アメリカのコネチカット州という銃規制が厳しく、銃の所持も一般的ではない地域で悲惨な事件が起りました。金曜日の朝にライフルと拳銃で武装した20才の男性が小学校に強行乱入し、小学1年生20人と大人6人を殺害し、逮捕される前に拳銃で自殺しました。
アメリカの小学校は開放的な日本の小学校とは異なり、警備がかなり厳しくなっています。学校の回りには鉄製のゲートや柵がめぐらされ、一階の窓には全て格子がはめてあります。子供達が登校した後は、警備員を配置してある一つの入り口を残して全て閉鎖され、外部からの侵入者は保護者を含めて全てチェックされます。
子供の登下校も必ずスクールバスか保護者同伴で、あらかじめ指定された人が学校に迎えに来なければ、学校は子供を下校させません。子供が10才ぐらいになれば、一人で登下校させる事もありますが、それには必ず保護者の事前の承諾が必要です。
これは、離婚による親権のもめ事が多く、親権を持たない親が自らの子供をかつての配偶者から誘拐するケースが絶えない為に出来た措置だと思います。ところが、ここ数年の教育の場で起り続ける銃の乱射による大量殺人事件の為に、学校の警備は更に厳しくなりそうです。
それぞれの学校は既にロックダウンと言われる避難訓練を年に何度か行っているはずです。子供達は、万が一不審者が校内に侵入した時に備え、教室のドアに鍵をかけ、クロゼットの中に隠れたり、物の影に隠れたりするのです。その訓練も今後は緊迫した空気を帯びたものになるのだろうと思います。
でも例え学校側が完璧に警備をしていても、今回のように銃で入り口を破壊し、校内に侵入する外部者を阻止する事は不可能です。
子供達を武装した檻の中で学ばせなければならないような環境は、どう考えても異常です。子供達はのびのびと、毎日楽しく学んで遊んで成長すべきで、生命の危険に怯えながら日々を過ごすべきではありません。
突然に幼い子供を失った親の気持ちを思うといたたまれなくなります。また、襲撃を目撃してしまった子供達の心の傷は計り知れません。更に残酷な事に、アメリカで意味のある銃規制が制定されない限り、同様な事件はおそらく又、近い将来にどこかで起るのです。
襲撃の犯人はアスペルガーだったと伝えられています。ずば抜けて利発だけれど、他人と関わりを持つ事が難しかった息子を母親は家で教育していたそうです。ホームスクールというのですが、アメリカでは辺鄙な地域に住んでいたりや特別な思想や宗教観を持つ人びとは、子供を一般の学校に通わせずに家庭で教育する事も可能です。その母親が、今回の事件の最初の被害者になってしまいました。
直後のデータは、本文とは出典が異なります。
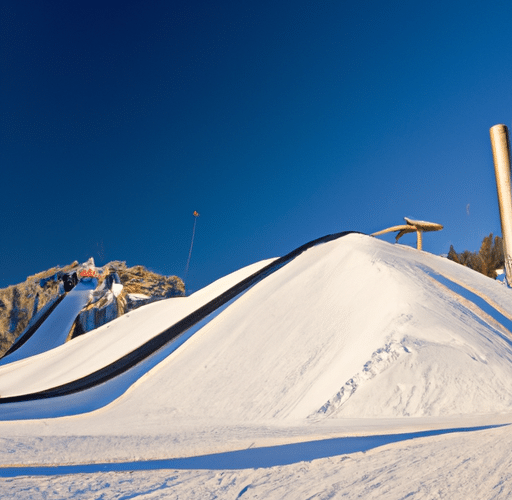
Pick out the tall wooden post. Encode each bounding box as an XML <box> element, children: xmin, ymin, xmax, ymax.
<box><xmin>490</xmin><ymin>124</ymin><xmax>512</xmax><ymax>285</ymax></box>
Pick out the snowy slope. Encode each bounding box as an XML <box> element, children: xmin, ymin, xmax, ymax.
<box><xmin>0</xmin><ymin>258</ymin><xmax>275</xmax><ymax>399</ymax></box>
<box><xmin>2</xmin><ymin>233</ymin><xmax>512</xmax><ymax>424</ymax></box>
<box><xmin>1</xmin><ymin>233</ymin><xmax>512</xmax><ymax>498</ymax></box>
<box><xmin>0</xmin><ymin>280</ymin><xmax>97</xmax><ymax>366</ymax></box>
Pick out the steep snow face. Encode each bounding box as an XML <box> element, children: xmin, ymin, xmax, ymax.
<box><xmin>66</xmin><ymin>233</ymin><xmax>512</xmax><ymax>427</ymax></box>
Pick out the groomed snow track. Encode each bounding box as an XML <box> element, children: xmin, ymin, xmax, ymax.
<box><xmin>0</xmin><ymin>280</ymin><xmax>97</xmax><ymax>367</ymax></box>
<box><xmin>1</xmin><ymin>295</ymin><xmax>65</xmax><ymax>358</ymax></box>
<box><xmin>0</xmin><ymin>231</ymin><xmax>358</xmax><ymax>404</ymax></box>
今の所、アスペルガーや自閉症に対して警戒感を持つような風潮やニュースのコメントは出ていません。ただ一つ読んだ今回の事件とアスペルガーを結びつけたコメントは、アスペルガーを持つ人は事件の被害者にはなりやすいけれど、加害者となるケースは極めて稀だというものです。
私はアメリカの銃規制に希望を持っていません。例え何百人の子供達が殺されても、それは「一部の頭のおかしな奴」が行った事で、銃が悪いのではないという結論に達するだろうと予測しています。本当に頭がおかしいのは、子供の命よりも銃を持つ権利を優先するアメリカ人です。
銃規制に話が進展するよりも、小学校の教員も銃で武装すべきかどうかの論議に焦点が当たっているのだから、絶望的です。